Baca juga: Lukas Enembe Diduga Bertransaksi Rp 560 Miliar di Kasino Judi
”Ini juga harus jadi perhatian dari bapak LE (Lukas) maupun PH (penasihat hukum)-nya. Jangan sampai karena peristiwa ini, publik jadi terganggu,” kata Alexander.
Asep Guntur pun menegaskan bahwa KPK akan berusaha menangkap para tersangka, termasuk bekas calon anggota legislatif dari PDI-P Harun Masiku dan buron lainnya. Ia mengungkapkan, Harun diketahui ada di luar negeri. Namun, Asep enggan menjelaskan secara detail lokasinya. KPK masih berkoordinasi dengan beberapa agensi dari luar negeri dan Direktorat Jenderal Imigrasi.
Sebelumnya, Silmy Karim,saat dilantik sebagai Dirjen Imigrasi Kementerian Hukum dan Hak Asasi Manusia (Kemenkumham), Rabu (4/1/2023), mengatakan bahwa ia akan mempelajari kasus Harun Masiku yang telah masuk daftar pencarian orang (DPO) pada 2020.
Bukan hanya belum dapat menahan Lukas, saat ini KPK juga belum mampu menghadirkan eks Kepala Staf TNI Angkatan Udara (KSAU) Marsekal (Purn) Agus Supriatna sebagai saksi dalam sidang korupsi pengadaan helikopter angkut AW-101 tahun 2016-2017 di Pengadilan Tindak Pidana Korupsi Jakarta. Korupsi ini ditaksir merugikan keuangan negara Rp 738,9 miliar.
Dalam sidang dengan agenda pembacaan dakwaan terhadap Direktur PT Diratama Jaya Mandiri John Irfan Kenway alias Irfan Kurnia Saleh, di Pengadilan Tipikor Jakarta, Rabu (12/10/2022), disebutkan bahwa Agus menerima aliran dana Rp 17,7 miliar.

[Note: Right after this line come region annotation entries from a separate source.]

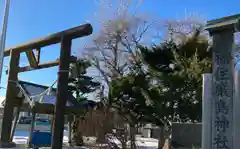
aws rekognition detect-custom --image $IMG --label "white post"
[0,0,10,83]
[202,73,212,149]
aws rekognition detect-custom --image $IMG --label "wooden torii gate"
[0,24,93,149]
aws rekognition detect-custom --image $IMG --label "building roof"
[18,81,77,106]
[2,81,97,108]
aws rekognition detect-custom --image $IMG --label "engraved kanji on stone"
[214,52,231,65]
[215,115,229,132]
[215,81,229,97]
[216,99,229,115]
[214,67,230,80]
[214,134,230,149]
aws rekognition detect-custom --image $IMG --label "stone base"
[0,142,16,148]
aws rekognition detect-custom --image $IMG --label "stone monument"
[202,14,240,149]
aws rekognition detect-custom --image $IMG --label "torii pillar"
[203,14,240,149]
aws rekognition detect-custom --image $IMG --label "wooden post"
[10,107,20,142]
[0,51,20,147]
[52,37,72,149]
[28,110,36,147]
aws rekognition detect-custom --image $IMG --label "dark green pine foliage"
[68,59,100,102]
[68,59,100,146]
[139,30,211,121]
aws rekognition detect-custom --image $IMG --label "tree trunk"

Selain Agus, kasus ini diduga juga memperkaya dua korporasi, yakni Agusta Westland sebesar 29,5 juta dollar AS atau setara Rp 391,6 miliar dan Lejardo Pte Ltd sebesar 10,9 juta dollar AS atau setara Rp 146,3 miliar.
KPK juga belum mampu menghadirkan eks Kepala Staf TNI Angkatan Udara (KSAU) Marsekal (Purn) Agus Supriatna sebagai saksi dalam sidang korupsi pengadaan helikopter.
Upaya paksa
Menurut peneliti Pusat Kajian Antikorupsi Universitas Gadjah Mada, Zaenur Rohman, KPK mengalami kegamangan dalam menindak beberapa perkara, salah satunya terkait Lukas. Kegamangan tersebut menyebabkan para pihak yang terkait, baik tersangka maupun saksi, menjadi tidak menghormati KPK sebagai lembaga penegak hukum yang sedang menjalankan undang-undang.
Baca juga: Hakim Meminta KPK Panggil Paksa Mantan KSAU Agus Supriatna
”Wujud tidak hormatnya para pihak tersebut misalnya tidak bersedia menghadiri panggilan sebagai saksi dalam persidangan, misalnya eks KSAU Marsekal (Purn) Agus Supriatna (kasus dugaan korupsi pengadaan helikopter angkut AW-101 tahun 2016-2017). Dalam kasus Lukas Enembe ada resistensi dari Lukas Enembe ketika KPK melakukan pemeriksaan. Resistensi tersebut didasarkan pada alasan kesehatan,” tutur Zaenur.
Ketika dikonfirmasi, Agus mengaku tidak pernah menerima surat panggilan untuk menjadi saksi di persidangan. Sementara itu, Roy selaku kuasa hukum Lukas tak kunjung merespons telepon dan pesan singkat dari Kompas setelah Rijatono Lakka ditahan KPK.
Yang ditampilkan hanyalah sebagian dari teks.